Georges Sorel Facts


>b> O filósofo francês e pensador político e social Georges Sorel (1847-1922) foi dito ter inspirado tanto os ideólogos comunistas quanto os fascistas.<

Georges Sorel, nascido em uma família burguesa na Normandia, tornou-se um engenheiro civil trabalhando para o governo. Aos 45 anos, ele se aposentou com uma pequena pensão e passou o resto de sua vida vivendo nos subúrbios de Paris estudando, refletindo e escrevendo.

Sorel pertenceu às gerações de franceses que foram muito afetados pela derrota francesa de 1870 e pela guerra civil da Comuna de Paris no ano seguinte. Ele meditou sobre as maneiras pelas quais a sociedade poderia ser mantida unida. Seu primeiro trabalho publicado foi sobre a Bíblia e sobre o valor educativo da história bíblica. Depois ele escreveu sobre Sócrates, o intelectual arrogante que com seu questionamento minou as certezas dos outros, e sobre o declínio do mundo antigo. Durante a década de 1890 Sorel caiu sob a influência do marxismo e admirava uma filosofia que ele considerava ser objetiva. Mas ele foi rapidamente apanhado no caso Dreyfus e com o movimento que procurava corrigir a injustiça que havia sido cometida ao encarcerar um oficial do exército judeu, o capitão Alfred Dreyfus, como espião. Isto o levou a proceder a uma revisão do marxismo e a reavaliar o socialismo em termos de ação.

Em duas das obras mais famosas de Sorel, Reflexões sobre a Violência e The Illusions of Progress (ambas de 1908), ele expressou seu desprezo pela burguesia e pelos valores burgueses. Ele acreditava que o proletariado estava agora pronto para tomar o poder, não através de políticos socialistas ou políticas parlamentares e sindicais, já que estas faziam parte do engano e da decadência burgueses, mas através da greve geral. No entanto, eles teriam que se isolar, se entregar à guerra de classes e se envolver em confrontos físicos com os empregadores e com as autoridades estatais. Desta forma, os trabalhadores se tornariam puros e heróicos, seriam mantidos unidos por sua luta, e encontrariam uma nova civilização.

Assim Sorel enfatizou a violência, a emoção e o mito como o meio de derrubar a decadência e desmoralização predominantes. Sobre o tipo de sociedade que surgiria após a greve geral ter feito sua ruptura, Sorel era vago.

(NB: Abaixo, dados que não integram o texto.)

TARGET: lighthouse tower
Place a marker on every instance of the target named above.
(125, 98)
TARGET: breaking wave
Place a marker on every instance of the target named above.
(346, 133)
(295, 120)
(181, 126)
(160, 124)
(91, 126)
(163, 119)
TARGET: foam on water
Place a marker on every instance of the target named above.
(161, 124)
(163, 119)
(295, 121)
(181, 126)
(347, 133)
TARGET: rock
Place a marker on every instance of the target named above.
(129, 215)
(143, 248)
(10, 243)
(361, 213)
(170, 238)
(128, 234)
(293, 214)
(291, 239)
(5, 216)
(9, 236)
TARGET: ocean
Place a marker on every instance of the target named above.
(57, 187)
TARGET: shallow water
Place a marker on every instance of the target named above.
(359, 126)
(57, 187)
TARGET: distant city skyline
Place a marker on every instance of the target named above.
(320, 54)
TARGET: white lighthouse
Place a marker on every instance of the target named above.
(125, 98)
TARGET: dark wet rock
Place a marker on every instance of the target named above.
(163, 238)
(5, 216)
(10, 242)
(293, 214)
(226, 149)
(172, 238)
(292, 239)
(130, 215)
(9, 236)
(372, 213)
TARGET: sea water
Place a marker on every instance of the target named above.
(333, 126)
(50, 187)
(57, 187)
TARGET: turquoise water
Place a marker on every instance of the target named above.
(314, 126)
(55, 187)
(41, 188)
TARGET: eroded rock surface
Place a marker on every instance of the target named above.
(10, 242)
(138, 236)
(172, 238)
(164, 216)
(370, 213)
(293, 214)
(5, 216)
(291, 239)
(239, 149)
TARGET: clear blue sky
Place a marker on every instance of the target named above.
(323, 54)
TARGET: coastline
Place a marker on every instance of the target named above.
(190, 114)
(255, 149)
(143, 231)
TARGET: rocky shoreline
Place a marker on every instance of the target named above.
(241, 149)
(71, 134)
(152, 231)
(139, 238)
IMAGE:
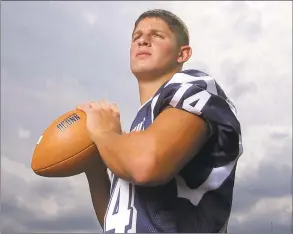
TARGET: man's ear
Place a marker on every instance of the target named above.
(185, 53)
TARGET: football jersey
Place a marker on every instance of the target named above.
(199, 198)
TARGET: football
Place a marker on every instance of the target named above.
(64, 148)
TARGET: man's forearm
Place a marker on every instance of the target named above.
(125, 155)
(99, 185)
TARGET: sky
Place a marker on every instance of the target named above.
(55, 55)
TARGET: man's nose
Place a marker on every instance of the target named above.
(143, 41)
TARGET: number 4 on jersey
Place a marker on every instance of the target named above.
(120, 212)
(202, 97)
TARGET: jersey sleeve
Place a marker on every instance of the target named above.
(204, 98)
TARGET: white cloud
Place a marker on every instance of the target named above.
(278, 209)
(259, 147)
(23, 133)
(90, 18)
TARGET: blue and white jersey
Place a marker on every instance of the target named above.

Mas ele acreditava que uma vez que os trabalhadores organizados

tinham conseguido, sua coesão e entusiasmo gerariam mais cooperação e progresso.

Até 1914 Sorel interessou-se pelo movimento do nacionalismo monarquista; admirava Lenine; e fez algumas referências equívocas a Benito Mussolini, que chegou ao poder poucas semanas após a morte de Sorel.

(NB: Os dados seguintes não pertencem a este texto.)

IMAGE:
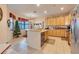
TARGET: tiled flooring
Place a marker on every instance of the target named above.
(20, 46)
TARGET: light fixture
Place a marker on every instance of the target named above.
(45, 12)
(37, 5)
(62, 8)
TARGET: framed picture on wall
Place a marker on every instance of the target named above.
(1, 14)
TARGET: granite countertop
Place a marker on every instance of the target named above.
(38, 30)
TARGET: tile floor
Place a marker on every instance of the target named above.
(20, 46)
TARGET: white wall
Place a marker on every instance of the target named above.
(5, 34)
(37, 20)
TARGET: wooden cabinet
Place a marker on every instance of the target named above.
(44, 37)
(58, 32)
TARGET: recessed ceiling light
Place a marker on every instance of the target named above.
(62, 8)
(37, 5)
(45, 12)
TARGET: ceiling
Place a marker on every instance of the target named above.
(31, 10)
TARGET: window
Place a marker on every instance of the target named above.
(24, 25)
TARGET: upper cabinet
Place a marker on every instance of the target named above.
(61, 20)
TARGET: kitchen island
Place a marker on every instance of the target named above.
(36, 38)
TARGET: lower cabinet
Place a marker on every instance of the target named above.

Leitura adicional sobre Georges Sorel

Estudos de Sorel incluem Richard D. Humphrey, Georges Sorel: Profeta sem honra (1951); James H. Meisel, The Genesis of Georges Sorel (1951); e Irving L. Horowitz, Radicalismo e a Revolta contra a Razão: The Social Theories of Georges Sorel (1961). Também útil é H. Stuart Hughes, Consciência e Sociedade (1958).

Fontes Biográficas Adicionais

Meisel, James Hans, A gênese de Georges Sorel: um relato de seu período formativo, seguido por um estudo de sua influência, Westport, Conn.: Greenwood Press, 1982, 1951.

Portis, Larry, Georges Sorel, Londres: Pluto Press, 1980.